Yeah, of course that's not all it is. I mean, I have reason to believe that I am pretty good with my tongue, and there's the enormous satisfaction that comes along with making someone come that way, and we all know that. But now I will always be the first of us to do that, and when Tegan does that to Jamie, they will both be thinking that I did it first. They'll be thinking of me. And that makes me kind of realize that I stole that from them, and before you think I'm just a manipulative bitch, I'll let you know that I do feel bad about that. I feel bad because I like Jamie, and because if the world was fair and if things made sense and if Tegan and I were normal, they would just be together and I'd be happy for them. So it's not her fault that things are this fucked.

And on top of all of that, she was also like a doorway for us, and that's something that is truly fucked but when Tegan and I were alone, and Tegan made tentative steps towards going down on me, the sick twisted feeling rose up in me and I panicked and stopped her. But if Jamie could be there and see it and not be disgusted, that meant it was okay. I could make that okay in my mind, if I added enough whisky to the equation. And now that I'm sober and now that I have gone down on Tegan and I've opened my legs for her and then I did it to Jamie and we all saw it happen, I really can't believe I let that happen. I mean, what is more intimate than letting someone do that to you? And then, what could be more intimate than letting someone watch it? So our biggest fan watched me put my tongue inside my sister. And then I did the same to her. And maybe that is still fucking with my head and in my sober state I'm not ready for any of that. And so I invited Jamie to the drug store and I kind of accidentally-but-not-accidentally reminded her that Tegan can't just drop everything and be with her because Tegan and I are stuck, together, and there's nothing anyone can do to change that. So maybe I kind of made Jamie cry a little bit on purpose, but when it actually worked, I did feel like a fucking jerk. Maybe I am a jerk and there's that cliche, all's fair in love and war, but Tegan and I go beyond an act of love in the same way that two hydrogen bombs wiping out two entire cities goes beyond an act of war.

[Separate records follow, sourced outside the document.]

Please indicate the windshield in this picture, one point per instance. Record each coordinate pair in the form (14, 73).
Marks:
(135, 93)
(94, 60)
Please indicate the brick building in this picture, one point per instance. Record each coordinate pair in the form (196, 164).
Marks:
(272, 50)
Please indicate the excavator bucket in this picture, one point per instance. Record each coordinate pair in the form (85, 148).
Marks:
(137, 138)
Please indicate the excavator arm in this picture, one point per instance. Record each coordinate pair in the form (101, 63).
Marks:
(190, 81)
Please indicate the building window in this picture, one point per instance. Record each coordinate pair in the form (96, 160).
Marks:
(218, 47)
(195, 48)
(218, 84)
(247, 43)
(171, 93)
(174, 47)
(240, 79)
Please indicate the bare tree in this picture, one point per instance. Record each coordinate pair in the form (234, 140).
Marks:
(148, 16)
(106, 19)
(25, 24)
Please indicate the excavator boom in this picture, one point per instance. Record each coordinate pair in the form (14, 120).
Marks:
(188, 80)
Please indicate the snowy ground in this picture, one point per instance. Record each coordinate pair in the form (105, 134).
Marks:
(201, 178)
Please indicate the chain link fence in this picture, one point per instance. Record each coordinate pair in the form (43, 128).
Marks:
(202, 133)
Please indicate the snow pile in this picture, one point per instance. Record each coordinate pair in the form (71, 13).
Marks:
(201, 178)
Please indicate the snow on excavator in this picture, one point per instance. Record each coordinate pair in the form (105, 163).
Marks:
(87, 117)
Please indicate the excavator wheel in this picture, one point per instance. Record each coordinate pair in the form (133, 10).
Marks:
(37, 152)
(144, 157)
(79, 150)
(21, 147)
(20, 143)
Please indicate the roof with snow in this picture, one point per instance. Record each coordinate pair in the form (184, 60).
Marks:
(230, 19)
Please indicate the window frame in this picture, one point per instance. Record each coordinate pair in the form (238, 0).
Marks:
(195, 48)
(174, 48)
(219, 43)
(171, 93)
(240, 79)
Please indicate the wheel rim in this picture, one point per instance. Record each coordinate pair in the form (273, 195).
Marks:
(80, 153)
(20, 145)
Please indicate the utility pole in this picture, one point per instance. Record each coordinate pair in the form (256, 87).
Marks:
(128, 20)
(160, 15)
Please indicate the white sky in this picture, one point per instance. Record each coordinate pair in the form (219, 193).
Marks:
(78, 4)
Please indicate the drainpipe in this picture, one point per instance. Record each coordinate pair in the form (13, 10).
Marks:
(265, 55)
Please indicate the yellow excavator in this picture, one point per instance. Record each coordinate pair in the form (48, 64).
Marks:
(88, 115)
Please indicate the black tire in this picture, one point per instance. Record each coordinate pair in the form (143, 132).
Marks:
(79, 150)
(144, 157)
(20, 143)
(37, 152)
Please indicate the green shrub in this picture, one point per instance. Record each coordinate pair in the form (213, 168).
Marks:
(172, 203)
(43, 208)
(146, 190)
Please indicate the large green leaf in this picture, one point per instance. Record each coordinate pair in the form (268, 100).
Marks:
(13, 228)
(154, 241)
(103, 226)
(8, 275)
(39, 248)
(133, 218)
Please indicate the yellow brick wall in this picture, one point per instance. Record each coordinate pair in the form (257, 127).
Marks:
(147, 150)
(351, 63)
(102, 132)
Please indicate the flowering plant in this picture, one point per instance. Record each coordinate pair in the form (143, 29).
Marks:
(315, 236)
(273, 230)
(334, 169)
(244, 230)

So blah blah blah there's nothing I can say to eliminate the fact that I have fucked around and manipulated people. And it's one thing to fuck around and manipulate a sweet person that you like. But how about the fact that I've fucked around and manipulated Tegan as well? I lay in bed looking at her with that pineapple pillow clutched to her aching belly and I just feel like a fucking asshole. And I think of Jamie and feel like an even bigger asshole. I'll take a little comfort in the fact that it was fucking hot, and we all enjoyed it, and that Jamie obviously wanted to kiss and touch Tegan again, and she got to. So it's not like she didn't join it willingly. But right now I'm lying next to Tegan while Jamie is watching a police drama in the living room area, by herself, and she's probably thinking of Tegan and you know, she probably wishes she were able to come back here and rub Tegan's belly instead of me, but she keeps her distance and leaves us alone when we need to be alone even though it must hurt her to not know where she stands. So as I lay here I realize that I don't want to be that manipulative person. I need to apologize to Jamie, I decide. I need to apologize to both of them, and try to be the kind of person who deserves Tegan's whole heart.

We were just outside of Berlin when I made that decision. The sun would be rising in a few hours, and before it would set again, everything would change.